Spain has three types of police force much to the confusion of visitors to the country. Some autonomous regions, like the Basque Country, will even have a fourth. Each has their own defined policing role, distinctive uniform and training. All three groups are armed.
The Policia Locale, or Municipal Police
Wear navy uniforms with blue shirts and are responsible for enforcing compliance with the local town or village laws. Parking, traffic control, excessive noise, neighbour problems and making sure bars and places of entertainment close on time, comply with gambling laws and similar minor offences.
They are usually accessible and helpful and are your first port of call if you have a grievance against a neighbour or business.
Those British new to Spain will sooner or later come across the word ‘denuncia’ and confuse this with the similar English phrase ‘to denounce’ meaning to make public an accusation.

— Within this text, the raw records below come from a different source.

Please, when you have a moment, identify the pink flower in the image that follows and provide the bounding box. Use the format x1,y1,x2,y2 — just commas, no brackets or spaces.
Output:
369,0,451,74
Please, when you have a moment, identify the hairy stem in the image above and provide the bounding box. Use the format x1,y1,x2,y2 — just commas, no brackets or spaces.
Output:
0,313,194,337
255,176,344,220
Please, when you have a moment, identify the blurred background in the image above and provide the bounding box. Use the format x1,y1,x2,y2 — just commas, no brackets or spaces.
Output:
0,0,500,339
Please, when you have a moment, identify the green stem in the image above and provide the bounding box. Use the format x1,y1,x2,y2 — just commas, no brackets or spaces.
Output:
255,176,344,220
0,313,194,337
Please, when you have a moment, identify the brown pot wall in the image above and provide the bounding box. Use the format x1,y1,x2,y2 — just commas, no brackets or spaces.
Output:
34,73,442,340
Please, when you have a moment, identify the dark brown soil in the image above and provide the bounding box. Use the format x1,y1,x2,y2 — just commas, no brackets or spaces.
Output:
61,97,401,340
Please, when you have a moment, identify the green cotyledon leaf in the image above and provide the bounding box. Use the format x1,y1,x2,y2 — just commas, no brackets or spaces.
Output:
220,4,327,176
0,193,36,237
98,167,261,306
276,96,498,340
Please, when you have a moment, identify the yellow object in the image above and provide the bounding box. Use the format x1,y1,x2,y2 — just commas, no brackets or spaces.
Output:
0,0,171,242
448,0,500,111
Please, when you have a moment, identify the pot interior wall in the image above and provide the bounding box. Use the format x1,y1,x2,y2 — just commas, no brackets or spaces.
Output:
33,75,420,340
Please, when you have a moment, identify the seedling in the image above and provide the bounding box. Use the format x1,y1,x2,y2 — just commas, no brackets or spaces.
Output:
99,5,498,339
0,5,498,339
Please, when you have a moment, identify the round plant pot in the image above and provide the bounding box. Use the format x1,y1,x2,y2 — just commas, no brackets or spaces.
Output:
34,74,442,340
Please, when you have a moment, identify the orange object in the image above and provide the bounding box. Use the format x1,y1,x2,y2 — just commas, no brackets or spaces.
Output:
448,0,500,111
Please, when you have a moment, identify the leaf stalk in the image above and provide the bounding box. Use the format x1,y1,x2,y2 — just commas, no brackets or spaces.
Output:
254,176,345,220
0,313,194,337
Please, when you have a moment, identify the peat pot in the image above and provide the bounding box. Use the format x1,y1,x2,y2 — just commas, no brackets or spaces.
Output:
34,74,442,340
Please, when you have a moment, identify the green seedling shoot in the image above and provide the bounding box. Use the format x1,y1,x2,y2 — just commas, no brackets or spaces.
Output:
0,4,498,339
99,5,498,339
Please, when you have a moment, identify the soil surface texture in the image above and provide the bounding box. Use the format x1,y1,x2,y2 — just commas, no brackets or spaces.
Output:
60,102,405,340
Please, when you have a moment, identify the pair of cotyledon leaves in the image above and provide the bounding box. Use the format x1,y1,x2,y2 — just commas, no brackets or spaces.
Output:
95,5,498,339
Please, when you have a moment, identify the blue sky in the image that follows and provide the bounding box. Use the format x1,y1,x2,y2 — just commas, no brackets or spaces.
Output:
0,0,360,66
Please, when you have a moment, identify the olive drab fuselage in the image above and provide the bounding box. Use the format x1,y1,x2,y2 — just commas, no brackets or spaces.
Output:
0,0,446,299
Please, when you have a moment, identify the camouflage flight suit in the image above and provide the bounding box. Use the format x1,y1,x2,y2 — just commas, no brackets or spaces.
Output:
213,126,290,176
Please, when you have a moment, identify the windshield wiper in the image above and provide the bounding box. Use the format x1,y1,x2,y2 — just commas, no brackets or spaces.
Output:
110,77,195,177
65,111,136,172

In Spain the meaning is similar but does not have such strong connotations. If you wish the Policia Locale to assist you in, for instance, a problem with a neighbour’s noisy dog, you will be expected to make a denuncia (complaint) before they will consider taking any action.
The Policia Nacional
Usually wear black uniform with white shirts and are responsible for dealing with most crime and with the overseeing of foreigners (extranjeros).
There will be a Policia Nacional police station in major towns and cities where foreigners needing a resident permit or other documentation will have to apply to obtain the necessary residence card or permit.
As in other countries the Policia Nacional has specialised units to deal with illegal immigration, drugs, fraud, money laundering, murder and organised crime, etc. If you are the victim of a crime you should report it to your local Policia Nacional police station.
The Guardia Civilia
Which, in General Franco’s day, was the force that most foreigner visitors were aware of with their distinctive hats and green formal uniforms.
That has now changed, no longer do they stand guard at little huts a kilometre apart along the Southern coast and beaches making sure that no smuggling took place from Gibraltar and North Africa.
Nowadays you can expect the Guardia Civilia to be present in country areas where there may be a Guardia police station to deal with crimes instead of a Policia Nacional station in the smaller or outlying villages.
Among their responsibilities is to patrol the roads and motorways, mounting speed traps, random breath tests and checking that driving licenses, insurance, ITVs (MOTs) and other motoring documents are in order.
It is an offence not to have your license, insurance, etc. with you when driving. As random checks by the Guardia are fairly common, it is best to keep your motoring papers in your car and your driving licence in your wallet or purse at all times.
You may be unaware that you have committed a motoring offence until you get a fine through the post. Pay up within 10 days and you will get a 30% discount.